PRIMERO: DENEGAR la tutela de los derechos invocados, conforme las razones antes expuestas.

SEGUNDO: NOTIFICAR a los interesados en la forma prevista en el artículo 30 del Decreto 2591 de 1991.

TERCERO: REMITIR el expediente a la Corte Constitucional para su eventual revisión, en caso de no ser impugnada.

NOTIFÍQUESE Y CÚMPLASE. FRANCISCO JAVIER RICAURTE GÓMEZ JORGE MAURICIO BURGOS RUIZ ELSY DEL PILAR CUELLO CALDERÓN GUSTAVO JOSÉ GNECCO MENDOZA LUIS GABRIEL MIRANDA BUELVAS CARLOS ERNESTO MOLINA MONSALVE CAMILO TARQUINO GALLEGO ACLARACIÓN DE VOTO DEL MAGISTRADO GUSTAVO JOSÉ GNECCO MENDOZA Aunque comparto la decisión adoptada, debo aclarar que en mi opinión la acción de tutela no procede contra providencias judiciales, en virtud de los principios de autonomía e independencia de los jueces, columna vertebral de todo Estado de Derecho, tal como durante mucho tiempo y de manera pacífica y reiterada lo consideró esta Sala de la Corte Suprema de Justicia, con apoyo en varios argumentos jurídicos sólidos que mantienen plena vigencia.
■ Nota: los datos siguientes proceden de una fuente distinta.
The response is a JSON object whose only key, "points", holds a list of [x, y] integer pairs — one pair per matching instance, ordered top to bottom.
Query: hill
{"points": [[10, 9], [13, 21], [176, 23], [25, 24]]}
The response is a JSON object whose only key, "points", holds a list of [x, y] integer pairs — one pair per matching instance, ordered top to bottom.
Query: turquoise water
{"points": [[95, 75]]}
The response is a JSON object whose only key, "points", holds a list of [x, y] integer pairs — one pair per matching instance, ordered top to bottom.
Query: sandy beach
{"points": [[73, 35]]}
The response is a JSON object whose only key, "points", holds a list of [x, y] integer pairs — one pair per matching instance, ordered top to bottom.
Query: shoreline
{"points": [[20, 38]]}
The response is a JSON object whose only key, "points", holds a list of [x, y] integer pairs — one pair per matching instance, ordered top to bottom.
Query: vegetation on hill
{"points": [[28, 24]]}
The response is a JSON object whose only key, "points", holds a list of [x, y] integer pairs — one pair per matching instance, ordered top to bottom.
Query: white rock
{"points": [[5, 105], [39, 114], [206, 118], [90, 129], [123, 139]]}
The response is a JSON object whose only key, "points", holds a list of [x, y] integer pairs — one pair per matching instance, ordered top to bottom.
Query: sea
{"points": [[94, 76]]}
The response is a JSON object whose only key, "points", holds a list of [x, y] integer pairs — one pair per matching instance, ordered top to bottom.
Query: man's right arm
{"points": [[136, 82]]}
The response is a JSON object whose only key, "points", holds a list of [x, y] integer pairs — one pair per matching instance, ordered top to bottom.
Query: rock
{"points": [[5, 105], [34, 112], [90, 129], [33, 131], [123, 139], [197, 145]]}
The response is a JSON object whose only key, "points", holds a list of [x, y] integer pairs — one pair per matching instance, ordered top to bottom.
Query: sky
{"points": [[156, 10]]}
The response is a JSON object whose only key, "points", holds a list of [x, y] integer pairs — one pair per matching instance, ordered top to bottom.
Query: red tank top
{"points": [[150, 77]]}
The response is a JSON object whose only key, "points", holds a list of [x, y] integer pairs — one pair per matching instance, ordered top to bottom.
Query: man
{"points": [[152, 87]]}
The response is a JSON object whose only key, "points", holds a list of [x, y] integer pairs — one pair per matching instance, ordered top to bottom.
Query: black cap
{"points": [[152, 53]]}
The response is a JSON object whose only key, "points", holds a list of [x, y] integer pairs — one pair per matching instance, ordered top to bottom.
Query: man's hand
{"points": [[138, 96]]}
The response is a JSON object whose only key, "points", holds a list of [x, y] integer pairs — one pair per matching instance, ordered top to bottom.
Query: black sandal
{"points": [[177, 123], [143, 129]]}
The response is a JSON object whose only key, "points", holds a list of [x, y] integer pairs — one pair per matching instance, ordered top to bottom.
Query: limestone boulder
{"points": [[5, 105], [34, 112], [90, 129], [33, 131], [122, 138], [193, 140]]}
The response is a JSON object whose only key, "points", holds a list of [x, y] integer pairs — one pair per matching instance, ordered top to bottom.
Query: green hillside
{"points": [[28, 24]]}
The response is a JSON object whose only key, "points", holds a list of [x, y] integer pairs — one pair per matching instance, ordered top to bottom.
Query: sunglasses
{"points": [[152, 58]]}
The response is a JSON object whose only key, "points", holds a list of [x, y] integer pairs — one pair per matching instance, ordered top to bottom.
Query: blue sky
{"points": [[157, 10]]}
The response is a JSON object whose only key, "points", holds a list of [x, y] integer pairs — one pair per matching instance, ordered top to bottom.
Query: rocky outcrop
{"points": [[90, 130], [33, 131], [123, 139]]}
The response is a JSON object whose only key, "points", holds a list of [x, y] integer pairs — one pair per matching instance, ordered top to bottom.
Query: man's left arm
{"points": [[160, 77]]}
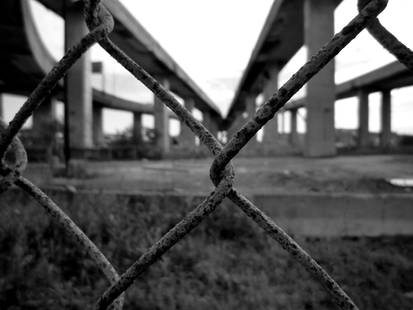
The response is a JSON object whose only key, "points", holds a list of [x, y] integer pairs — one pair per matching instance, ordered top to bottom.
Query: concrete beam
{"points": [[319, 28], [78, 84], [162, 124], [137, 127], [363, 130], [98, 136], [186, 136], [385, 137]]}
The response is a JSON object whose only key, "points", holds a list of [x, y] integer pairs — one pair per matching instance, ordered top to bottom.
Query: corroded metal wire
{"points": [[101, 24], [389, 41]]}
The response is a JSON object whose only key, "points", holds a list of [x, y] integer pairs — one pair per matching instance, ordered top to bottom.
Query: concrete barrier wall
{"points": [[321, 215]]}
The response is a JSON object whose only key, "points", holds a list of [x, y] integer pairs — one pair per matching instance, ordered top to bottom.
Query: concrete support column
{"points": [[319, 28], [78, 85], [1, 107], [251, 107], [44, 115], [210, 123], [162, 125], [236, 125], [137, 127], [271, 128], [293, 128], [363, 130], [98, 136], [186, 136], [385, 137]]}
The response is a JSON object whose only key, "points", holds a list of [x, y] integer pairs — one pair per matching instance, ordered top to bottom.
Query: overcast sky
{"points": [[213, 40]]}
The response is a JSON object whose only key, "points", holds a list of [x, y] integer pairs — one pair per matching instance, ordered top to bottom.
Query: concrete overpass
{"points": [[289, 25], [25, 60], [383, 80]]}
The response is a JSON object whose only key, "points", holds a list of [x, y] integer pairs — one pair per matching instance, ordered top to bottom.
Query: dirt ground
{"points": [[253, 175]]}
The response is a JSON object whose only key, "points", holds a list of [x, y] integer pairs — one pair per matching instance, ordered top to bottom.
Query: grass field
{"points": [[226, 263]]}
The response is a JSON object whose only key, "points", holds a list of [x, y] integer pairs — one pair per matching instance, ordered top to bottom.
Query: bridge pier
{"points": [[319, 28], [1, 107], [78, 107], [251, 108], [44, 115], [363, 115], [161, 116], [211, 124], [137, 128], [293, 128], [271, 133], [98, 136], [186, 136], [385, 137]]}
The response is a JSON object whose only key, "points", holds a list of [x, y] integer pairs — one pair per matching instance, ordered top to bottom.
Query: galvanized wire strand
{"points": [[101, 24], [389, 41], [50, 81], [13, 163], [73, 231], [172, 237], [294, 249], [339, 295]]}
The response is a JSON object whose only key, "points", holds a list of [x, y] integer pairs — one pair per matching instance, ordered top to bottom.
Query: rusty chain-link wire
{"points": [[101, 23]]}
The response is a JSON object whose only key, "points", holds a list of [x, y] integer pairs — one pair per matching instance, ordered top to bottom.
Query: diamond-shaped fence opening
{"points": [[100, 23]]}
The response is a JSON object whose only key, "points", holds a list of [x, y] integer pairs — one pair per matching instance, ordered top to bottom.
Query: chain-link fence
{"points": [[222, 174]]}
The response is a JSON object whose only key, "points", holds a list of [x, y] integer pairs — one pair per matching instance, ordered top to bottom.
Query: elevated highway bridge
{"points": [[25, 60]]}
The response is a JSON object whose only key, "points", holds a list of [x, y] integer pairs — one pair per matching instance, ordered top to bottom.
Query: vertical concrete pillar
{"points": [[319, 28], [78, 84], [1, 107], [251, 107], [44, 115], [210, 123], [162, 125], [235, 126], [137, 127], [271, 128], [293, 128], [363, 130], [98, 136], [186, 136], [385, 137]]}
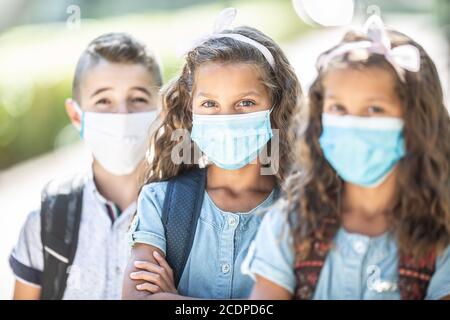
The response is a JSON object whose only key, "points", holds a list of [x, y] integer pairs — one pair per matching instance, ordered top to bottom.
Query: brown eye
{"points": [[139, 100], [103, 101], [246, 103], [209, 104], [337, 108]]}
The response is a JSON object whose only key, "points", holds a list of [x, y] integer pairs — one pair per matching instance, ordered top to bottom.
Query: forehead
{"points": [[115, 75], [212, 76], [370, 81]]}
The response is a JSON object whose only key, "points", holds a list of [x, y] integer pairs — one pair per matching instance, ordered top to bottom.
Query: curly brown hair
{"points": [[281, 81], [420, 217]]}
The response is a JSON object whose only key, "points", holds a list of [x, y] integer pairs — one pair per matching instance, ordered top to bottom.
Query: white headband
{"points": [[223, 22], [404, 57]]}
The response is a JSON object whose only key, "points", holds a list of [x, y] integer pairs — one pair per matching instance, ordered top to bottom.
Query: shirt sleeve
{"points": [[147, 225], [271, 254], [26, 259], [439, 286]]}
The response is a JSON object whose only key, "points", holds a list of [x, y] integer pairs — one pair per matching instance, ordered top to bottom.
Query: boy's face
{"points": [[114, 88], [117, 88]]}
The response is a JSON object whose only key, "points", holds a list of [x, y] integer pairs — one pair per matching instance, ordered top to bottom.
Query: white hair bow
{"points": [[223, 22], [403, 57]]}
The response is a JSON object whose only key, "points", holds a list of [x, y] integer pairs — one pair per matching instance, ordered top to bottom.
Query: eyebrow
{"points": [[142, 89], [100, 91], [249, 93], [331, 96]]}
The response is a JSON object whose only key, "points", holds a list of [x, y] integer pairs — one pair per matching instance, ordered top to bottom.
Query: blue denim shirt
{"points": [[220, 244], [359, 267]]}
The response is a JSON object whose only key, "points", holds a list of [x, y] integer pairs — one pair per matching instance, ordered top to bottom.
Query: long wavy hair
{"points": [[281, 81], [420, 216]]}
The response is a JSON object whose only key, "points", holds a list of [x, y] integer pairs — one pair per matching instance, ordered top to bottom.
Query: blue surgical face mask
{"points": [[232, 141], [362, 150]]}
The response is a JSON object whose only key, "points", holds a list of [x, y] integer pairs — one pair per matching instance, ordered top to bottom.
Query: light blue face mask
{"points": [[232, 141], [362, 150]]}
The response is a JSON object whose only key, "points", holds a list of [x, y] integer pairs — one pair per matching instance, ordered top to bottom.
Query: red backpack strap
{"points": [[310, 258], [414, 275]]}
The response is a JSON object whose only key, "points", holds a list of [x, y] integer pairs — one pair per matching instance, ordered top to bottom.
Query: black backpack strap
{"points": [[61, 207], [181, 210]]}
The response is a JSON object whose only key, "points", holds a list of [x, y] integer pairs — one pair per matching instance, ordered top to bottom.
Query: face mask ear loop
{"points": [[81, 114]]}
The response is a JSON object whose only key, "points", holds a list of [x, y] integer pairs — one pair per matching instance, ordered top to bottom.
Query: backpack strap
{"points": [[61, 206], [180, 213], [310, 258], [414, 275]]}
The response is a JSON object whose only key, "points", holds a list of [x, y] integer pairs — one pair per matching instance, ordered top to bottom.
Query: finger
{"points": [[163, 263], [148, 266], [146, 276], [148, 287]]}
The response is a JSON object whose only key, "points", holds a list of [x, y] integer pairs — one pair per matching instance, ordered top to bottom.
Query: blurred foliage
{"points": [[443, 13], [37, 64]]}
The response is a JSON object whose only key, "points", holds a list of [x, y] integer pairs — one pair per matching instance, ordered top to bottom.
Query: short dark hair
{"points": [[115, 48]]}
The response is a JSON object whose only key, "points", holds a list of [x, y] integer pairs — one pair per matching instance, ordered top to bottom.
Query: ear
{"points": [[74, 116]]}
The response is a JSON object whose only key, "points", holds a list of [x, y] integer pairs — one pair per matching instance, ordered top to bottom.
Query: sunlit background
{"points": [[40, 41]]}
Para no abundar en esas serias razones, suficientemente conocidas y que ahora no son compartidas por la mayoría, estimo suficiente remitirme a lo que argumentó la Sala en fallo del 29 de octubre de 1998: “Conforme lo ha dicho en múltiples ocasiones esta Sala de la Corte Suprema de Justicia, la declaración de inconstitucionalidad de los artículos 11, 12 y 40 del Decreto 2591 de 1991, en los cuales se permitía el ejerci​cio de la acción de tutela contra providencias judiciales, retiró de nuestro ordenamiento jurídico el único aparente fundamento que existía para la procedencia de dicha acción contra cualquier providencia que en desarrollo de un proceso o actuación judicial se profiera.
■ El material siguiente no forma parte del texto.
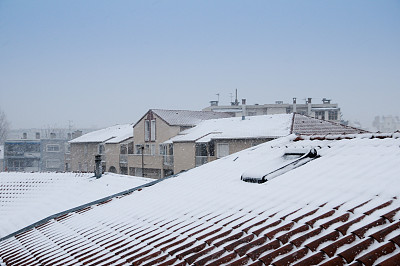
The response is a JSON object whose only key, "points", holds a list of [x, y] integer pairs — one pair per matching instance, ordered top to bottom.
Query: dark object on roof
{"points": [[303, 158]]}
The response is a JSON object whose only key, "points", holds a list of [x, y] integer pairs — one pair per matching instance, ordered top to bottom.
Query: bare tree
{"points": [[4, 127]]}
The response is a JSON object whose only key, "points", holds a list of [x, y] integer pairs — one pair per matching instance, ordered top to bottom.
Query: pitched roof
{"points": [[187, 117], [306, 125], [263, 126], [114, 134], [26, 198], [342, 207]]}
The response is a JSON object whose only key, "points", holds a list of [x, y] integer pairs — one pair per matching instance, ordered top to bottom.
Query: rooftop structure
{"points": [[324, 111], [342, 207]]}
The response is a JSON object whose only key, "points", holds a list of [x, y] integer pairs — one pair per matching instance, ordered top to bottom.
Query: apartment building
{"points": [[324, 110], [217, 138], [105, 142], [35, 154], [152, 158]]}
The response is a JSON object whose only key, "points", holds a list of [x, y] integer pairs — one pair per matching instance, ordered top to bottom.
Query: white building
{"points": [[325, 110]]}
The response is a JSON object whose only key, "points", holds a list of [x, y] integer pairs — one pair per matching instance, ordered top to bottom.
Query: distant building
{"points": [[324, 111], [386, 123], [217, 138], [105, 142], [35, 154], [151, 157], [1, 158]]}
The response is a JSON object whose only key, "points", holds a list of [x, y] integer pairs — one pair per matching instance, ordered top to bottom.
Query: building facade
{"points": [[324, 111], [214, 139], [104, 142], [33, 155], [152, 157]]}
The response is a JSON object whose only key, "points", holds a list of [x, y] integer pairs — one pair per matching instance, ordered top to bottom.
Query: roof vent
{"points": [[297, 158]]}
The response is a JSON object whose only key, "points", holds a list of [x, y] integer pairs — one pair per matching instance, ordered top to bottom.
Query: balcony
{"points": [[123, 158], [168, 160], [200, 160]]}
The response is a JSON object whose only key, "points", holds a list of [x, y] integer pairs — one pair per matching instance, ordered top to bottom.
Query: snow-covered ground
{"points": [[26, 198]]}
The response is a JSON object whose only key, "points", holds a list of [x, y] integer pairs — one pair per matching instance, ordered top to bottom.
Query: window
{"points": [[320, 115], [333, 115], [146, 130], [153, 130], [53, 147], [67, 148], [130, 148], [101, 149], [123, 149], [138, 149], [163, 149], [201, 149], [222, 150], [53, 164]]}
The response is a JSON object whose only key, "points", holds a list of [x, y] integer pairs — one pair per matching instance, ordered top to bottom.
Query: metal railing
{"points": [[168, 160], [200, 160]]}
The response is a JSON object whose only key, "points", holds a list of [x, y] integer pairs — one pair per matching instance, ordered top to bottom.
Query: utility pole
{"points": [[142, 148]]}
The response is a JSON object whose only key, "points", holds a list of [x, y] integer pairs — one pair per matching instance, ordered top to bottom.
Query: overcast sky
{"points": [[100, 63]]}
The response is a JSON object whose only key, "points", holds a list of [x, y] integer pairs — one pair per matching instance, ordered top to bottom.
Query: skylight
{"points": [[291, 159]]}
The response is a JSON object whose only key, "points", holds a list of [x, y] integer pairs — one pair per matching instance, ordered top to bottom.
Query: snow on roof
{"points": [[186, 117], [263, 126], [114, 134], [28, 197], [340, 208]]}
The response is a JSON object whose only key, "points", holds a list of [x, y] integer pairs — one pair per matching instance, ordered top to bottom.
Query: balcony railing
{"points": [[123, 158], [168, 160], [200, 160]]}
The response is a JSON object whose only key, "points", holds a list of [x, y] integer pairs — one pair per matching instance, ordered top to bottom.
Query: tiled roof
{"points": [[186, 117], [114, 134], [26, 198], [341, 208]]}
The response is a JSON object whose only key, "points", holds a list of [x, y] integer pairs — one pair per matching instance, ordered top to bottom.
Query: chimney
{"points": [[294, 105], [309, 106], [243, 109], [76, 134], [97, 171]]}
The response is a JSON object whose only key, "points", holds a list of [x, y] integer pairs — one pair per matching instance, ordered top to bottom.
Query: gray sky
{"points": [[99, 63]]}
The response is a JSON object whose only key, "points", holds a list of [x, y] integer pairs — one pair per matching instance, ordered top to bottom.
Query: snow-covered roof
{"points": [[187, 117], [263, 126], [114, 134], [26, 198], [340, 208]]}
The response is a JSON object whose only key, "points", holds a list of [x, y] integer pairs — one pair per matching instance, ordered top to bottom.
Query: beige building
{"points": [[325, 110], [213, 139], [106, 142], [152, 158]]}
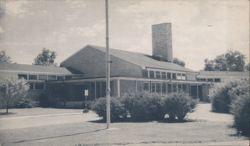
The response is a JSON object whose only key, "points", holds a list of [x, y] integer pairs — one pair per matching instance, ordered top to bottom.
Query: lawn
{"points": [[72, 127]]}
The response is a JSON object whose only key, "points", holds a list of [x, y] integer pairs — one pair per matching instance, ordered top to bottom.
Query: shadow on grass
{"points": [[4, 113], [128, 120], [58, 136]]}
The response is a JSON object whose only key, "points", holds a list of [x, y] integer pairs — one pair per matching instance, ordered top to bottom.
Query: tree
{"points": [[4, 58], [46, 58], [230, 61], [179, 62], [247, 67], [11, 91]]}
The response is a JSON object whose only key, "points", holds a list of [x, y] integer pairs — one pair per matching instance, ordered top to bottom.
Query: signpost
{"points": [[86, 94]]}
“Como la misma Constitución Nacional establece en su artículo 243 que los fallos que la Corte Constitucional dicta en ejercicio del control jurisdiccio​nal "hacen tránsito a cosa juzgada constitucional", disponiendo igualmente que "ninguna autoridad podrá reproducir el contenido material del acto jurídico declara​do inexequible por razones de fondo, mientras subsistan en la Carta las disposiciones que sirvieron para hacer la confrontación entre la norma ordinaria y la Constitución", se cae de su peso, o por lo menos así lo considera esta Sala de la Corte Suprema de Justicia, que mientras no sean modificados los artículos 1º, 228, 229 y 230 de la Consti​tución en vigor, no es posible "reproducir el contenido material del acto jurídico declarado inexequible por razones de fondo", vale decir, el contenido material de los artículos 11, 12 y 40 del Decreto 2591 de 1991, ni tampoco soslayar el efecto de cosa juzgada constitucional del fallo de la Corte Constitucional mediante el expediente de calificar la sentencia o la providencia judicial que le pone fin al proceso, de ser algo distinto a lo que por su naturaleza, forma y contenido son dichas actuaciones judiciales.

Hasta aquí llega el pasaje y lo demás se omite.